A atuação de Andrei Rodrigues também ficou marcada por outros casos de enorme impacto. Durante sua gestão, a Polícia Federal avançou na investigação dos assassinatos de Marielle Franco e Anderson Gomes, identificando os suspeitos apontados como mandantes, além de conduzir a apuração que revelou um esquema bilionário envolvendo descontos associativos não autorizados sobre aposentadorias e pensões do INSS. A corporação também esteve à frente das investigações sobre a tentativa de impedir a posse do presidente Luiz Inácio Lula da Silva e de diversas operações contra políticos e organizações suspeitas de envolvimento com crimes.

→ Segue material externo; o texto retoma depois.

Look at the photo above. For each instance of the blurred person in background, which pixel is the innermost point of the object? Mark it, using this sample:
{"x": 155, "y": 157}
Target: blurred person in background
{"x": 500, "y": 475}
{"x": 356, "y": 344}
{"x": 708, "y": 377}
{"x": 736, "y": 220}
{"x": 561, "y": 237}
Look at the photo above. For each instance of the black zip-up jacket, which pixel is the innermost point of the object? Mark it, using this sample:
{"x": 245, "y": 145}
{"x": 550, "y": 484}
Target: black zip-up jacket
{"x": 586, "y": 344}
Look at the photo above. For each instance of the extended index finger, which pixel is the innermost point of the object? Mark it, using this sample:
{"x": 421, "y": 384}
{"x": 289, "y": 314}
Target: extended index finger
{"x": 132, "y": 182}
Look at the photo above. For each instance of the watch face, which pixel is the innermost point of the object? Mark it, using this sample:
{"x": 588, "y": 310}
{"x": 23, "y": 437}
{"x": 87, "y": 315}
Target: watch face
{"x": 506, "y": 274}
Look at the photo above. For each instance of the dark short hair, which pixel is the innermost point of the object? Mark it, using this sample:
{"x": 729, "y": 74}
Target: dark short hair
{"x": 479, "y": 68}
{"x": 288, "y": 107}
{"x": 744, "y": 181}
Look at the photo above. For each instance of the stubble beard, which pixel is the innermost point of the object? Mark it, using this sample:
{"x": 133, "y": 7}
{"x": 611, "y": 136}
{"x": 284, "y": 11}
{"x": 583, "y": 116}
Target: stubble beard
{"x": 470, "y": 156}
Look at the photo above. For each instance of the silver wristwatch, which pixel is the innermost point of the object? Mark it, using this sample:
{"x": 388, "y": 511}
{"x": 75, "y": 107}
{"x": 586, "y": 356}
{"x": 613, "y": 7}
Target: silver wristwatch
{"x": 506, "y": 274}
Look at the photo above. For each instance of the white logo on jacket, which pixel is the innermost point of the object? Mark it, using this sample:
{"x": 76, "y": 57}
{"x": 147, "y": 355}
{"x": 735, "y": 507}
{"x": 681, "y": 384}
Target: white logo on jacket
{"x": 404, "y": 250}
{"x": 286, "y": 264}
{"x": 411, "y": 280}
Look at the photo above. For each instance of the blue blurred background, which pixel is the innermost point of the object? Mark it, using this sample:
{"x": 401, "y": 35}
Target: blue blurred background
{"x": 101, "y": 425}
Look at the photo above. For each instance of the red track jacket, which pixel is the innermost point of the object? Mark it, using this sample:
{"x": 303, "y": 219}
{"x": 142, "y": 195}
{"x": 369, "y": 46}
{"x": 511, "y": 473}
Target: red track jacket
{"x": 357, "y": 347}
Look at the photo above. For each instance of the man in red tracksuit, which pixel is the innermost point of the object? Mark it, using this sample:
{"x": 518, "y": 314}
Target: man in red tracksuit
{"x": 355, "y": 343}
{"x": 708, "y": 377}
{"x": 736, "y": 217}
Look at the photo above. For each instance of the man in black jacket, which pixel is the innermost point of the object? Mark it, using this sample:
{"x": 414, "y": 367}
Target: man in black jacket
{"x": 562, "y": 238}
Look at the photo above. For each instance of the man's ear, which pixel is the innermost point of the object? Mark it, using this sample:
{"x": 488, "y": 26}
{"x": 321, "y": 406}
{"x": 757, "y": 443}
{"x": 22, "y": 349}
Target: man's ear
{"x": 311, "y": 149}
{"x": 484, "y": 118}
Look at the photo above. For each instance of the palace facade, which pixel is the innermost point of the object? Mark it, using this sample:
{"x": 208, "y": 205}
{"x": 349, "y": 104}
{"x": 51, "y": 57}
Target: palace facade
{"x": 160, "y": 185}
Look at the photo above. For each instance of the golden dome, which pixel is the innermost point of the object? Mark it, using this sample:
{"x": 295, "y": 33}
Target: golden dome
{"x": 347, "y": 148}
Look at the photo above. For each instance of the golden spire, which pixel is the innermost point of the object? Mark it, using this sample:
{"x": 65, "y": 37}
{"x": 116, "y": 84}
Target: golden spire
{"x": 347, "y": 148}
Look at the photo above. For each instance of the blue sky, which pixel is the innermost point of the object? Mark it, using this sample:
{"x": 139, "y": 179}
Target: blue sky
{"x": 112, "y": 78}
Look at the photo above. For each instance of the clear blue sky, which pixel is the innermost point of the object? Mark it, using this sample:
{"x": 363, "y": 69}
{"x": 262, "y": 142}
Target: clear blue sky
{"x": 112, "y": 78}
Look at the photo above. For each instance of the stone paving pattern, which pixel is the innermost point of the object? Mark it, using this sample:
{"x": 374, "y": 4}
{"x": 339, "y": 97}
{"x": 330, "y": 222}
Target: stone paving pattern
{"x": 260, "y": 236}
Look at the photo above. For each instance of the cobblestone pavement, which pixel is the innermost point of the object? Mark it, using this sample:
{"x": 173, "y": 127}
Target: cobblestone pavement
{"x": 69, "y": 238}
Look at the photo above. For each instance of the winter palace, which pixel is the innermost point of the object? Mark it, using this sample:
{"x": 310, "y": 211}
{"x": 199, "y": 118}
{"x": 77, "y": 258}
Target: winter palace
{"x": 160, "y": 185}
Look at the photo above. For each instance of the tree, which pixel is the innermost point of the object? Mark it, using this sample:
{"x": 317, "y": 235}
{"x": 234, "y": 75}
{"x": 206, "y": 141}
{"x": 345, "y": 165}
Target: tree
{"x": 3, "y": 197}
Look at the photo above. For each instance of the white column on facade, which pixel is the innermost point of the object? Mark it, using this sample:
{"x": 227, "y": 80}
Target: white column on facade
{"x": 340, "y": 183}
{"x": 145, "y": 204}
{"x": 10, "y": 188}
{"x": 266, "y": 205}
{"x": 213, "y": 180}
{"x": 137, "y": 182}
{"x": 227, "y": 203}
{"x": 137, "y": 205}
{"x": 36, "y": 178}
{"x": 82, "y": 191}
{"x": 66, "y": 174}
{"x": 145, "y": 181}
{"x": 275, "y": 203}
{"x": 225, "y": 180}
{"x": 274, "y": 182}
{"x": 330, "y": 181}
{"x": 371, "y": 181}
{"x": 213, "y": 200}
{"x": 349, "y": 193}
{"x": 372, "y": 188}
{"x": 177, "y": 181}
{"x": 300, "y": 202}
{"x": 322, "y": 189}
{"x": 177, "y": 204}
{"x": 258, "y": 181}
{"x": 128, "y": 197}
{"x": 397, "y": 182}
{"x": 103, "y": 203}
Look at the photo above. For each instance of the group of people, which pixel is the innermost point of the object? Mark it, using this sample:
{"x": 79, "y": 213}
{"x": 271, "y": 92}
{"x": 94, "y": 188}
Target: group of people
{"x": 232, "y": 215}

A decisão de Mendonça determina o afastamento preventivo de Andrei e do diretor de Inteligência Policial, Leandro Almada, sob a alegação de irregularidades na produção de relatórios de inteligência. Segundo o ministro, documentos teriam monitorado ilegalmente sua atuação e sua relação com outras autoridades. A direção da Polícia Federal reagiu com indignação e classificou a decisão como “política”. A Segunda Turma do STF chegou a formar maioria para referendar a determinação, mas o ministro Gilmar Mendes pediu vista, interrompendo o julgamento. O episódio aumenta a tensão institucional justamente em meio às investigações envolvendo o Banco Master.
O ponto mais controverso é que o afastamento ocorre no momento em que as investigações sobre o Banco Master avançam e quando o trabalho da PF, sob o comando de Andrei, produziu elementos que colocaram sob escrutínio as relações de Daniel Vorcaro com integrantes dos poderes político, econômico e Judiciário. Mesmo que Mendonça sustente que a medida busca preservar a investigação e apurar eventuais irregularidades, o afastamento de um diretor que comandou operações de grande relevância nacional levanta dúvidas sobre seus efeitos e sobre a independência da Polícia Federal. O caso, portanto, merece acompanhamento rigoroso e transparência para que não paire sobre a instituição qualquer suspeita de interferência política em investigações de interesse público.